The most recent building additions include four smaller sections that have been completed sometime since the 1942 Sanborn Map. There is a one-story appendage that created a six-bay loading dock and interior floor space on the north end of the 1930s single-story west-side addition. This addition is 36 feet by 72 feet creating 2,635 five square feet. This is a concrete block foundation wall with dimensional wood framing bearing on the brick masonry wall on the south side. The exterior wood framing walls are finished with horizontal wood siding. The loading platform for the railroad spur from the 1913 addition was enclosed to create interior rooms. This area of infill is 17 feet by 52 feet, creating 885 square feet. This is a concrete block foundation wall with dimensional wood framing bearing on a masonry wall to the east. The exterior wood framing walls are finished with horizontal wood siding matching the loading dock addition. The courtyard created in the center of the building with the 1915 addition was in-filled with a single-story structure that provided additional interior space. This courtyard in-fill is 49'-9" by 64'-6" creating 3,200 square feet. This area has a steel-framed supported concrete floor deck above a crawl space and has steel bar joist roof framing. There is a one-story link that created a connection between the 1904 building and the building that was the coal storage shed along Tracy Street to the south. This connection is 18 feet by 50'-6," creating 910 square feet. This is a concrete block wall construction with a painted finish.

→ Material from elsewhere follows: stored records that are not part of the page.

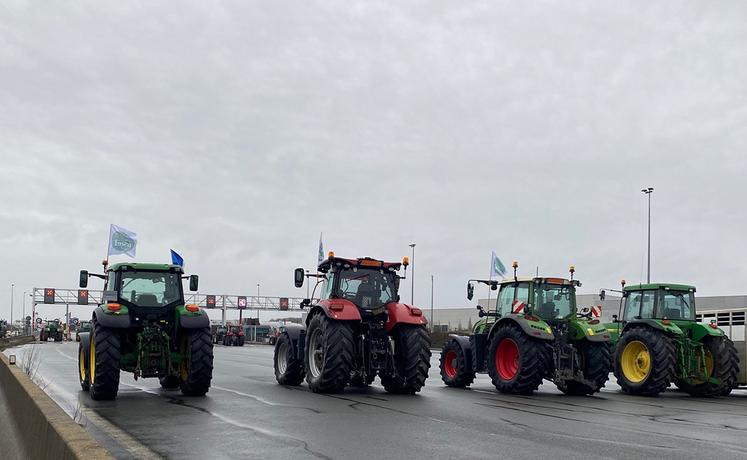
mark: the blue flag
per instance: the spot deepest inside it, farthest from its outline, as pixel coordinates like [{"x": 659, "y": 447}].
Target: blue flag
[{"x": 176, "y": 259}]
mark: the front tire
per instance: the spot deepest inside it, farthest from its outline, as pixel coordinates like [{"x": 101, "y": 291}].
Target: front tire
[
  {"x": 412, "y": 359},
  {"x": 104, "y": 358},
  {"x": 328, "y": 354},
  {"x": 197, "y": 365},
  {"x": 288, "y": 369},
  {"x": 456, "y": 370},
  {"x": 596, "y": 365},
  {"x": 517, "y": 364},
  {"x": 645, "y": 361}
]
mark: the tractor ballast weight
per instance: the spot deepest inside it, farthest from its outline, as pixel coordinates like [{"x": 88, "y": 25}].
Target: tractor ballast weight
[
  {"x": 657, "y": 341},
  {"x": 528, "y": 338},
  {"x": 357, "y": 331},
  {"x": 143, "y": 326}
]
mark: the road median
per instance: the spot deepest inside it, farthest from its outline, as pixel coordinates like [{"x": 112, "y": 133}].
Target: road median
[{"x": 47, "y": 431}]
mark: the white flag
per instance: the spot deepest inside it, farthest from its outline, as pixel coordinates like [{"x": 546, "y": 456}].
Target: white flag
[{"x": 121, "y": 241}]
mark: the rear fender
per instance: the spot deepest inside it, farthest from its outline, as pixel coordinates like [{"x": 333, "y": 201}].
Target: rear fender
[
  {"x": 671, "y": 328},
  {"x": 701, "y": 331},
  {"x": 192, "y": 320},
  {"x": 399, "y": 313},
  {"x": 591, "y": 332},
  {"x": 112, "y": 319},
  {"x": 339, "y": 309},
  {"x": 297, "y": 335},
  {"x": 537, "y": 329}
]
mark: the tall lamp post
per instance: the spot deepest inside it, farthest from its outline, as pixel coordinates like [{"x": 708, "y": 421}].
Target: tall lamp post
[
  {"x": 412, "y": 282},
  {"x": 648, "y": 191}
]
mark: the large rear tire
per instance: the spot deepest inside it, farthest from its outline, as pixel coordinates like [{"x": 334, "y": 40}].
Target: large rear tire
[
  {"x": 104, "y": 357},
  {"x": 197, "y": 366},
  {"x": 645, "y": 361},
  {"x": 517, "y": 363},
  {"x": 412, "y": 359},
  {"x": 85, "y": 383},
  {"x": 288, "y": 369},
  {"x": 596, "y": 365},
  {"x": 328, "y": 354},
  {"x": 456, "y": 371},
  {"x": 722, "y": 363}
]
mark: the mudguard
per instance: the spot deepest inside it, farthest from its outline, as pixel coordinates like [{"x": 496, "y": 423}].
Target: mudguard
[
  {"x": 537, "y": 329},
  {"x": 591, "y": 332},
  {"x": 399, "y": 313},
  {"x": 700, "y": 331},
  {"x": 339, "y": 309},
  {"x": 192, "y": 320},
  {"x": 657, "y": 324},
  {"x": 297, "y": 335},
  {"x": 115, "y": 320}
]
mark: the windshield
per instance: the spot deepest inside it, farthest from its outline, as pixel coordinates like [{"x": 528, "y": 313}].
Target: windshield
[
  {"x": 554, "y": 301},
  {"x": 677, "y": 305},
  {"x": 150, "y": 289},
  {"x": 366, "y": 288}
]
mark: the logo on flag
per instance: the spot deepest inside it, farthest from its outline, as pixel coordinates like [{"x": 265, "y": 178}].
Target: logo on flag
[
  {"x": 517, "y": 306},
  {"x": 320, "y": 257},
  {"x": 496, "y": 267},
  {"x": 121, "y": 241}
]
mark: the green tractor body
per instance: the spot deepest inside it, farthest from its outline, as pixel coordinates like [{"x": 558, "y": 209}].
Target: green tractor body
[
  {"x": 52, "y": 330},
  {"x": 534, "y": 333},
  {"x": 657, "y": 341},
  {"x": 143, "y": 326}
]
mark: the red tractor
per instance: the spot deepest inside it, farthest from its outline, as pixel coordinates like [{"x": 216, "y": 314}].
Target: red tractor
[
  {"x": 234, "y": 336},
  {"x": 358, "y": 329}
]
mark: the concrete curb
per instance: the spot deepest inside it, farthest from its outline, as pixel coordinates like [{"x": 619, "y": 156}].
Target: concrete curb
[{"x": 48, "y": 432}]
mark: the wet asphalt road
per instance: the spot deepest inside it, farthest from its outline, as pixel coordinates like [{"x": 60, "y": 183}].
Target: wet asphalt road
[{"x": 247, "y": 415}]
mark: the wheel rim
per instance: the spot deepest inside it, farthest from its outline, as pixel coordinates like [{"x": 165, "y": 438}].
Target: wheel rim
[
  {"x": 282, "y": 357},
  {"x": 450, "y": 364},
  {"x": 316, "y": 353},
  {"x": 507, "y": 359},
  {"x": 92, "y": 360},
  {"x": 82, "y": 364},
  {"x": 636, "y": 361}
]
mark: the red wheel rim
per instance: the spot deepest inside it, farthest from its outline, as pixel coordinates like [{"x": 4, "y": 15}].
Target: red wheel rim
[
  {"x": 507, "y": 359},
  {"x": 450, "y": 364}
]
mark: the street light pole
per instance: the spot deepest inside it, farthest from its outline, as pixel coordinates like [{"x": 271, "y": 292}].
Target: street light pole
[
  {"x": 648, "y": 191},
  {"x": 412, "y": 281}
]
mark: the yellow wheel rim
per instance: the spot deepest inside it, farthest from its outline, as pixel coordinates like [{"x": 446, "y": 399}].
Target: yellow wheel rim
[
  {"x": 635, "y": 361},
  {"x": 82, "y": 364},
  {"x": 92, "y": 360}
]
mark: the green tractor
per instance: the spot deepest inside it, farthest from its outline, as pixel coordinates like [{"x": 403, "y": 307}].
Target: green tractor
[
  {"x": 535, "y": 333},
  {"x": 52, "y": 330},
  {"x": 143, "y": 326},
  {"x": 657, "y": 341}
]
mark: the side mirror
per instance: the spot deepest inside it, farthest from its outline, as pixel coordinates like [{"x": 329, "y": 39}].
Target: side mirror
[{"x": 298, "y": 277}]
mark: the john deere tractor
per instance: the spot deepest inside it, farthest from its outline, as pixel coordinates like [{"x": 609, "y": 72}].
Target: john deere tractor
[
  {"x": 143, "y": 326},
  {"x": 357, "y": 330},
  {"x": 658, "y": 342},
  {"x": 534, "y": 333},
  {"x": 52, "y": 330}
]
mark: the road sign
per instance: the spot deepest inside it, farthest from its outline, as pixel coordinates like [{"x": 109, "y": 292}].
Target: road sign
[
  {"x": 210, "y": 301},
  {"x": 49, "y": 295}
]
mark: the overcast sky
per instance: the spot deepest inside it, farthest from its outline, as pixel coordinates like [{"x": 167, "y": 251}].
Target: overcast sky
[{"x": 236, "y": 131}]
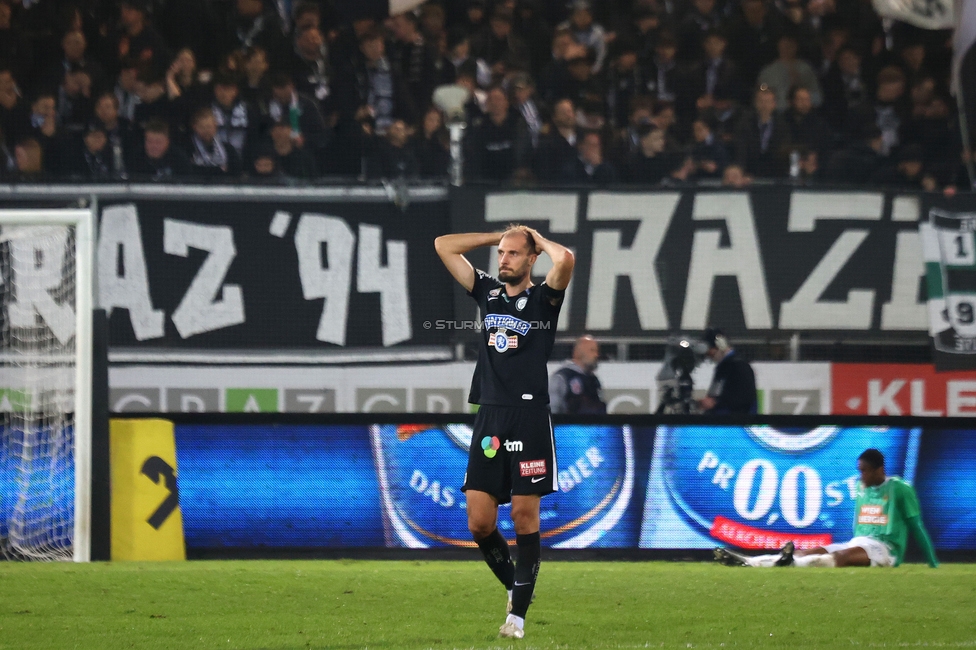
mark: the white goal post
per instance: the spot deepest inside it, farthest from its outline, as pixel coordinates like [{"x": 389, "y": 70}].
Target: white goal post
[{"x": 46, "y": 297}]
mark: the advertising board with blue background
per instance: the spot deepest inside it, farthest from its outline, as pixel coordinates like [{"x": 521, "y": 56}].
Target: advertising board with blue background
[
  {"x": 286, "y": 486},
  {"x": 279, "y": 486}
]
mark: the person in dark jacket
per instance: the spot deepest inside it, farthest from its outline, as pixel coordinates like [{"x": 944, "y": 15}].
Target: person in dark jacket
[
  {"x": 733, "y": 387},
  {"x": 575, "y": 388}
]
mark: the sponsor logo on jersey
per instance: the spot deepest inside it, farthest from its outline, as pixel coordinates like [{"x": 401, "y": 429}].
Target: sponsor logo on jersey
[
  {"x": 532, "y": 467},
  {"x": 502, "y": 341},
  {"x": 504, "y": 321},
  {"x": 872, "y": 515},
  {"x": 490, "y": 445}
]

In a high wind storm in 1998, several sections of the exterior masonry wall were blown out, causing extensive damage but not affecting the structural integrity of the building. The areas affected consisted of the following locations: north wall of the 1904 building that fronts Wilkinson Street, south and partial west wall of the 1904 building, and partial east wall towards the south corner of the 1913 addition. These sections of walls were repaired with steel stud framing, gypsum board sheathing and exterior insulation finish system on the north wall and the east wall. The south and west walls were repaired with steel stud framing and vertical metal siding material. A single-story loading dock area on the east side of the 1913 addition was developed into a main entrance from Leavenworth Avenue as part of the damage repairs in 1998. As part of the recent rehabilitation, the north wall of the building facing Wilkinson Street was rebuilt in brick and windows similar to the originals were inserted. On the south corner of the 1913 portion of the building (a less prominent elevation) CMU faced with brick was used.

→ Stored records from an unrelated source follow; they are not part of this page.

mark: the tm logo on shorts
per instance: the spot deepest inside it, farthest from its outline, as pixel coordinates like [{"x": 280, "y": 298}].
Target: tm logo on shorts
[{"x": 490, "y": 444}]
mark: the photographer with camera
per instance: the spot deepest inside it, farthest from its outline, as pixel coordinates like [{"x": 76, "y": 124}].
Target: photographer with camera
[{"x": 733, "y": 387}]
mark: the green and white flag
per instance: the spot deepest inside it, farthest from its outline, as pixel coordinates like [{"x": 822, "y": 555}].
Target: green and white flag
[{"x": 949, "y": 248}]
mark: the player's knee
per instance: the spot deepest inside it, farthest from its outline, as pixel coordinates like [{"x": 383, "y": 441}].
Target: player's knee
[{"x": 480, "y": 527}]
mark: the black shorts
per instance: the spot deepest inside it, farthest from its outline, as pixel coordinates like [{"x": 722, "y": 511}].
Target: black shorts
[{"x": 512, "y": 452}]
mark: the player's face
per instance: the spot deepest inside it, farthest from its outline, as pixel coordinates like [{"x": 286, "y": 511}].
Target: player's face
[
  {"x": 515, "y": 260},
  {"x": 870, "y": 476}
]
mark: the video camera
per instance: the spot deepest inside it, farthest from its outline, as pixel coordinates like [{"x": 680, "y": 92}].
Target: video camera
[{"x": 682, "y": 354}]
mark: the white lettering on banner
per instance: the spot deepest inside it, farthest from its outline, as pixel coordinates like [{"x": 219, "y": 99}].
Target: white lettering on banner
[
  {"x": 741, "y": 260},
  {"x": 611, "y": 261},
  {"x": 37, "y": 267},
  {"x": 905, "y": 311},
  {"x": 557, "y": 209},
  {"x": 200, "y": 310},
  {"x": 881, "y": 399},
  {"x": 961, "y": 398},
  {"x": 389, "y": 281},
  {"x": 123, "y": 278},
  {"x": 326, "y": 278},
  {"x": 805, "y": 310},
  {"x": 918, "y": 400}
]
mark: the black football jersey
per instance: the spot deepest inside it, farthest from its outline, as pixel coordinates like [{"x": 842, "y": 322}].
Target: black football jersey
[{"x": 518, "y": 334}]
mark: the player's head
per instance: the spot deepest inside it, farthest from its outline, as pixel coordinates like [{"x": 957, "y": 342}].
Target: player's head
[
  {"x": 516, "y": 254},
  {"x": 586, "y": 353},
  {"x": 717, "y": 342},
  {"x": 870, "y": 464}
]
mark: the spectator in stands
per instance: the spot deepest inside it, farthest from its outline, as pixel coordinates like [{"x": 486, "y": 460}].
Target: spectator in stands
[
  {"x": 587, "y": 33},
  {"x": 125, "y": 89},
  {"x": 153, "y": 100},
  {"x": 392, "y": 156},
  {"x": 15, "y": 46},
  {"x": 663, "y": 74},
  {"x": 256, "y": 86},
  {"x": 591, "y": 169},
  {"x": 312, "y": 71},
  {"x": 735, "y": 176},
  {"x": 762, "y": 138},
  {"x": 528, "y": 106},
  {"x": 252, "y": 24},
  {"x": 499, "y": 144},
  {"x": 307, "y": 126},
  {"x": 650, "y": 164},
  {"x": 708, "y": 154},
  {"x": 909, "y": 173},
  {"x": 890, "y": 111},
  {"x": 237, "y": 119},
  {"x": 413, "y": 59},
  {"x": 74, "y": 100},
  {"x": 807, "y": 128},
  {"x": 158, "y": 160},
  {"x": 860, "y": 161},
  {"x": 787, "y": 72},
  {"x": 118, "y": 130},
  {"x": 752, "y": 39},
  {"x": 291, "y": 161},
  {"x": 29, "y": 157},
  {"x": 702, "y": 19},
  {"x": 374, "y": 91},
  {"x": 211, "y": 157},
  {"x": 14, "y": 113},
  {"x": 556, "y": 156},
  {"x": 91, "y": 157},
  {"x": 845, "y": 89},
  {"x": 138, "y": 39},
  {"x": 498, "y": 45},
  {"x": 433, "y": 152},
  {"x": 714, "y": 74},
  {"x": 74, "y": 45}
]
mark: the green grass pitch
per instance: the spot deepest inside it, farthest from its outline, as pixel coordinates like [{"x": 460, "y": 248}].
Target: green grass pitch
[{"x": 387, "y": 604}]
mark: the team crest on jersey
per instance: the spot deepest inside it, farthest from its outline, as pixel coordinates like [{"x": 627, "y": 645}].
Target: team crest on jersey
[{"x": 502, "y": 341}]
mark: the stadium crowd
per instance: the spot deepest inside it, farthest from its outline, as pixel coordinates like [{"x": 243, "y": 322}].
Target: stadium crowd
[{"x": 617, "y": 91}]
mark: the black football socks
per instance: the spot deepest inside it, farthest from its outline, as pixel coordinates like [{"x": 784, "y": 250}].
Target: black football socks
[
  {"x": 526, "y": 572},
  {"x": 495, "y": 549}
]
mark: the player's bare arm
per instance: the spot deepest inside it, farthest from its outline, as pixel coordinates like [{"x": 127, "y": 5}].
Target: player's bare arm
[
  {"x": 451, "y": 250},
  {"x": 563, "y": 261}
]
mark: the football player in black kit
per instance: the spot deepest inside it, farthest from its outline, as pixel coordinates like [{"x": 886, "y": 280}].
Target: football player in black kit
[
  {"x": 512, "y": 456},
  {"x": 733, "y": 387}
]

Despite the conversion of the Dietz Building to commercial and apartment spaces, many character-defining features of the original factory spaces have been preserved, allowing us to understand the construction and use of the building. These features include almost all of the wood framing members, many large, open undivided spaces, whether in apartments (where there are very few dividing walls or low partitions) or large furniture showrooms, all large factory-type windows (which were restored or replaced in kind), wood window trim, brick walls, wood floors, sliding factory doors etc.